2. Mencintai kesetiaan, arti kesetiaan adalah tidak menyeleweng, tidak setengah-setengah dan bertahan sampai akhir. Setia kepada Allah dalam segala hal, kondisi dan situasi. Bangsa Israel angkatan pertama (yang berumur 20 tahun ke atas ) selain Yosua dan Kaleb tidak dapat masuk ke tanah Kanaan karena mereka tidak setia pada Allah. 
 3. Hidup dengan rendah hati, arti rendah hati adalah tidak congkak atau sombong. Menyadari bahwa segalanya yang kita miliki adalah anugerah dari Allah dan hanya untuk kemuliaan Allah.

Refleksi
Dalam kehidupan orang Kristen, ada orang-orang yang menekankan pentingnya ibadah ritual dan liturgis Kristen yang baik, benar dan indah. Secara ekstrim mereka hanya memikirkan bagaimana ibadah berjalan baik, kidung dinyanyikan dengan benar, ibadah berjalan dengan minim kesalahan, meningkatkan jumlah anggota dan jumlah persembahan, proyek pembangunan fisik gereja, program-progam kerja yang spektakuler. Sehingga mereka menjadi terbiasa dengan pola pikir ‘tembok gereja’, tidak mampu melihat ke luar; bagaimana dengan kehidupan anggota jemaatnya, apakah mereka sedang membutuhkan pertolongan,  pendampingan, penghiburan, penguatan, kunjungan?

Yang lain, menekankan pentingnya kehidupan praktis dari iman Kristen. Secara ekstrim mereka mengganggap bahwa yang lebih penting bukan persekutuan di gereja melainkan praktik yang nyata. Alasan mereka biasanya; di gereja mereka tidak memperoleh ‘berkat’ dari Allah, malahan justru dosa yang diperoleh karena sejak dimulai sampai berakhinya suatu ibadah terdapat banyak ketidakberesan, kepura-puraan dan kemunafikan. Kalau sudah demikian lebih baik kita hidup saleh di luar dengan mempraktikkan keadilan, kesetiaan pada Allah dan kerendahan hati di hadapan-Nya. Pertanyaannya: Apakah jika rumah kita berantakan, kotor, tidak nyaman untuk ditinggali maka kita mencari hotel untuk tempat tinggal? Bukankah seharusnya kita sendiri yang membersihkan agar kita merasa nyaman tinggal di dalamnya? Apakah tepat alasannya, jika kehidupan gereja kita tidak nyaman lalu kita menjadi tidak perlu ke gereja, bersekutu bersama-sama umat menghadap dan menyembah Alllah?

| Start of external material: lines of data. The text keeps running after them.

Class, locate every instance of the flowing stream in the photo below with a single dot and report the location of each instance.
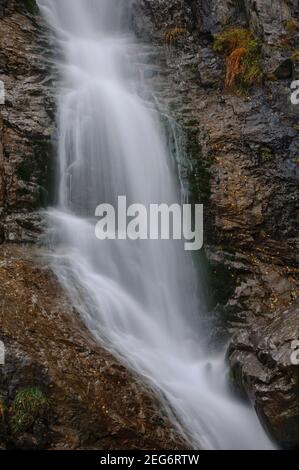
(139, 298)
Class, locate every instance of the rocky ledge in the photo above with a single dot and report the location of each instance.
(58, 388)
(242, 145)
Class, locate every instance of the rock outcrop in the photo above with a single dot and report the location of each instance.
(58, 388)
(243, 165)
(94, 402)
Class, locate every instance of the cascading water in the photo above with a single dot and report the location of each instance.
(138, 297)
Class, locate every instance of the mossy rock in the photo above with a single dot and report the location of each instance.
(31, 6)
(29, 406)
(243, 58)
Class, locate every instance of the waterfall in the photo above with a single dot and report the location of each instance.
(138, 298)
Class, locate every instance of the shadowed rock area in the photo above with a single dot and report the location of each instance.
(243, 149)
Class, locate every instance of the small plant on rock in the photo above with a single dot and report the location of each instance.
(243, 58)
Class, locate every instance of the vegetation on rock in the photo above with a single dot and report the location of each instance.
(243, 58)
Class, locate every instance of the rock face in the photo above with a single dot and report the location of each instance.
(95, 403)
(92, 400)
(26, 123)
(243, 165)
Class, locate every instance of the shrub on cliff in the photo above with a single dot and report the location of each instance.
(243, 58)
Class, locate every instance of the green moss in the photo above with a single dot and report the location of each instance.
(199, 175)
(29, 405)
(243, 58)
(31, 6)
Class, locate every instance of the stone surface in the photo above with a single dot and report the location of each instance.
(95, 402)
(244, 167)
(26, 123)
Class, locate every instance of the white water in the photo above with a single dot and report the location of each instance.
(139, 298)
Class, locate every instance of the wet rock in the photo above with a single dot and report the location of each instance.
(26, 122)
(264, 365)
(243, 152)
(95, 401)
(285, 70)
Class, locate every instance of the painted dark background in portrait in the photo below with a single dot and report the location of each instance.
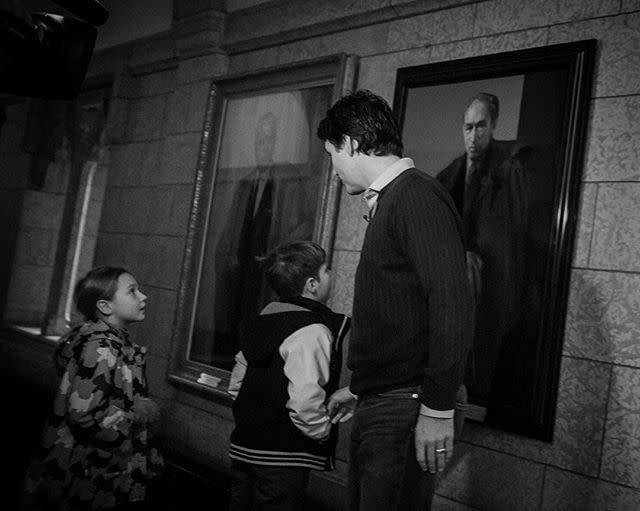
(511, 215)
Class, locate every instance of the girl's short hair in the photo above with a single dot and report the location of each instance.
(101, 283)
(288, 266)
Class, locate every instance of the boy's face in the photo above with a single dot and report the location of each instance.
(128, 304)
(324, 284)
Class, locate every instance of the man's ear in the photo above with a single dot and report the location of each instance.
(310, 285)
(351, 144)
(104, 306)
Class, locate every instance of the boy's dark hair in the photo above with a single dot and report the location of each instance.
(288, 266)
(365, 117)
(101, 283)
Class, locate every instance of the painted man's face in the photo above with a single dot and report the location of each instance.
(477, 130)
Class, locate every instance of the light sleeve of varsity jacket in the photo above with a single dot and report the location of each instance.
(237, 374)
(306, 354)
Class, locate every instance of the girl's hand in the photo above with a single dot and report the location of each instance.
(146, 411)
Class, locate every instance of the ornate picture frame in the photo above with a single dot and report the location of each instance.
(517, 121)
(262, 177)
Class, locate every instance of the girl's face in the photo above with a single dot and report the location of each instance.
(128, 304)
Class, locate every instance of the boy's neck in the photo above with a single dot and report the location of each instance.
(309, 296)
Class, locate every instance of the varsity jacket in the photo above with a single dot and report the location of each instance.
(288, 365)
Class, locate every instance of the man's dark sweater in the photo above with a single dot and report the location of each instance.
(412, 311)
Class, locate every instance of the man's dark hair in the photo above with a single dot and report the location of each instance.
(101, 283)
(492, 103)
(288, 266)
(364, 117)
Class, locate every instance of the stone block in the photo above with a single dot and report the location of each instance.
(603, 317)
(187, 108)
(168, 209)
(630, 5)
(253, 60)
(617, 70)
(36, 247)
(157, 259)
(613, 145)
(511, 15)
(146, 118)
(566, 491)
(616, 239)
(621, 449)
(476, 477)
(370, 40)
(41, 209)
(488, 45)
(580, 412)
(117, 120)
(14, 170)
(29, 289)
(432, 28)
(179, 159)
(573, 10)
(584, 231)
(206, 67)
(378, 73)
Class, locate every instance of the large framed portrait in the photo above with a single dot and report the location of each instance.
(505, 134)
(262, 178)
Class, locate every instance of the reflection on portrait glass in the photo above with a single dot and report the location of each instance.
(481, 140)
(268, 179)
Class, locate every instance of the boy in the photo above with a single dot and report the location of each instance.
(288, 364)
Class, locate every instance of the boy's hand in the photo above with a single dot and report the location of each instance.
(146, 411)
(341, 405)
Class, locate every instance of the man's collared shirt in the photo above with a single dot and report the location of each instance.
(393, 171)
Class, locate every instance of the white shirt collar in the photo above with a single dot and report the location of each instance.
(385, 178)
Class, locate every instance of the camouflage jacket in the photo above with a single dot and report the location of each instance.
(93, 454)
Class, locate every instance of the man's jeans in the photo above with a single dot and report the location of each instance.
(383, 473)
(267, 488)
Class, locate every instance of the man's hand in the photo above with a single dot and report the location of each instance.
(341, 405)
(434, 443)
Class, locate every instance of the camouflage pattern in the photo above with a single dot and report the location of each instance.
(93, 454)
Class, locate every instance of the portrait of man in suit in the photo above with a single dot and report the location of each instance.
(266, 190)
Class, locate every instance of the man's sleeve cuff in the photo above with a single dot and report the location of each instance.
(436, 414)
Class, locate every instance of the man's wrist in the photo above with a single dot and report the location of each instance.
(436, 414)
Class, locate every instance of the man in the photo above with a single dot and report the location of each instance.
(488, 186)
(412, 312)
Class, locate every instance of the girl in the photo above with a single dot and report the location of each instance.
(94, 453)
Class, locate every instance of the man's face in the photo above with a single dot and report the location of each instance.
(343, 163)
(477, 130)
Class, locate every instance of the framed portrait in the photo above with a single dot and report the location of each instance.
(504, 134)
(262, 178)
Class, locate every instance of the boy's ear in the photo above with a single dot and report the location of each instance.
(353, 145)
(310, 285)
(104, 306)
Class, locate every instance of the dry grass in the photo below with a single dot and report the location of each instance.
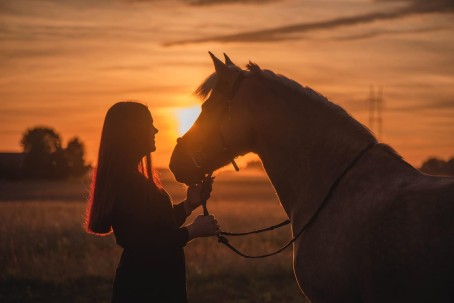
(45, 256)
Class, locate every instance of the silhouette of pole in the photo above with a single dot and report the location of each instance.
(375, 101)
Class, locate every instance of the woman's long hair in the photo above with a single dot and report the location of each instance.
(126, 136)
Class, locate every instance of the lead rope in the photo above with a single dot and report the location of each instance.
(225, 241)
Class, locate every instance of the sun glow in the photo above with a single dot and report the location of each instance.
(186, 117)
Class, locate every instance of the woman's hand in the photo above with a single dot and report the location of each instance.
(198, 192)
(203, 226)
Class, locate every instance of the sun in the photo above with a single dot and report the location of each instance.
(186, 117)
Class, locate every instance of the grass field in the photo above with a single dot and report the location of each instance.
(45, 256)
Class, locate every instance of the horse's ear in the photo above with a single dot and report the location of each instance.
(227, 60)
(218, 65)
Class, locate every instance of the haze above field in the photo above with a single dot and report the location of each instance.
(65, 62)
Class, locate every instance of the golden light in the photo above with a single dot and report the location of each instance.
(186, 117)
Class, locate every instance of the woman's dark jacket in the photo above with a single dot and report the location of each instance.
(147, 226)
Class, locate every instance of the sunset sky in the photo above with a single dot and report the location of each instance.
(63, 63)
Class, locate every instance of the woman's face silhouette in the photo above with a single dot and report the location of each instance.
(153, 132)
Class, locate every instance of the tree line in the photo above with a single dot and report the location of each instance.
(44, 157)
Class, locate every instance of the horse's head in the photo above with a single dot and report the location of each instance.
(222, 131)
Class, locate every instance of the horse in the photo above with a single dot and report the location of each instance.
(385, 231)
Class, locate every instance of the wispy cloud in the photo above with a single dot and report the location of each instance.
(208, 2)
(415, 7)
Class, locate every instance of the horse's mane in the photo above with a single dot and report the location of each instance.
(210, 82)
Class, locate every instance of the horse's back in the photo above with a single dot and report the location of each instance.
(382, 239)
(408, 252)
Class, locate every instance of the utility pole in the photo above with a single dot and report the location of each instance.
(376, 112)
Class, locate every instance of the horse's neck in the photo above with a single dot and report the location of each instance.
(304, 163)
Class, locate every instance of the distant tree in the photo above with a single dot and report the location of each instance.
(449, 167)
(435, 166)
(75, 158)
(41, 146)
(46, 158)
(254, 165)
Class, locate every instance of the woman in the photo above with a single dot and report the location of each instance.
(128, 199)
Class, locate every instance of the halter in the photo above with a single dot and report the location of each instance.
(208, 179)
(198, 156)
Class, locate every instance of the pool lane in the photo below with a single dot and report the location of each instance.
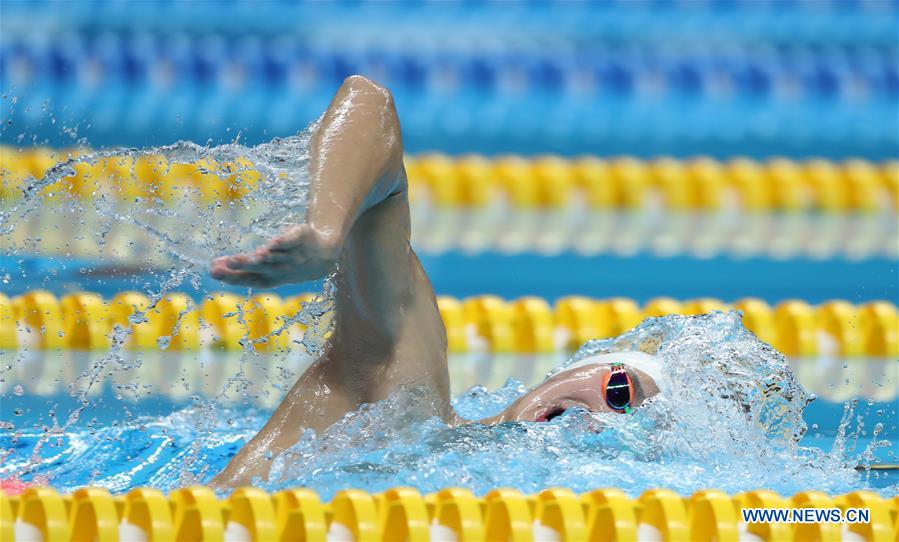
(457, 274)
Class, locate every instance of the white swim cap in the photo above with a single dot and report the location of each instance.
(651, 365)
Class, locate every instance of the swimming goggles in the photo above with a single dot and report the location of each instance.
(618, 389)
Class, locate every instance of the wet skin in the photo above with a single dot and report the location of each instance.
(388, 332)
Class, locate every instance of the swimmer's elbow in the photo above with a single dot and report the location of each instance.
(380, 98)
(361, 85)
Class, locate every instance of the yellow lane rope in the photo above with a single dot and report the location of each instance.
(86, 321)
(402, 513)
(546, 181)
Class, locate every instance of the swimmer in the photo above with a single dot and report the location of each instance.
(387, 332)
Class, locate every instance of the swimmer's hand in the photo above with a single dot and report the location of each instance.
(298, 255)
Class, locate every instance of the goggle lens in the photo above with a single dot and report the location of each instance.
(618, 390)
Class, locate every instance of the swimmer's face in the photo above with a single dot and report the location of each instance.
(576, 388)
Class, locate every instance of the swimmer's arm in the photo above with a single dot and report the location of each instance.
(357, 157)
(356, 163)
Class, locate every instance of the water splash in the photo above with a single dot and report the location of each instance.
(732, 421)
(163, 212)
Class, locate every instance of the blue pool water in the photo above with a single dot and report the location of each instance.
(164, 419)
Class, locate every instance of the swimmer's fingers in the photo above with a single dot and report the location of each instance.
(243, 278)
(223, 269)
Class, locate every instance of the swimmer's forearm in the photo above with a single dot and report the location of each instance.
(356, 157)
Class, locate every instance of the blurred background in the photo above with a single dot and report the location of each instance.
(640, 148)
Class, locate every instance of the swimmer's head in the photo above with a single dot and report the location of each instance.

Melalui nas ini, kita diingatkan untuk tidak bersembunyi di balik pengertian ibadah yang sempit, penuh kepura-puraan dan kemunafikan, melainkan melakukan ibadah dan persekutuan yang juga berbuah dalam kehidupan nyata; penuh keadilan, kesetiaan dan kerendahan hati. Itulah persembahan hidup yang harum, yang berkenan bagi Allah. Amin.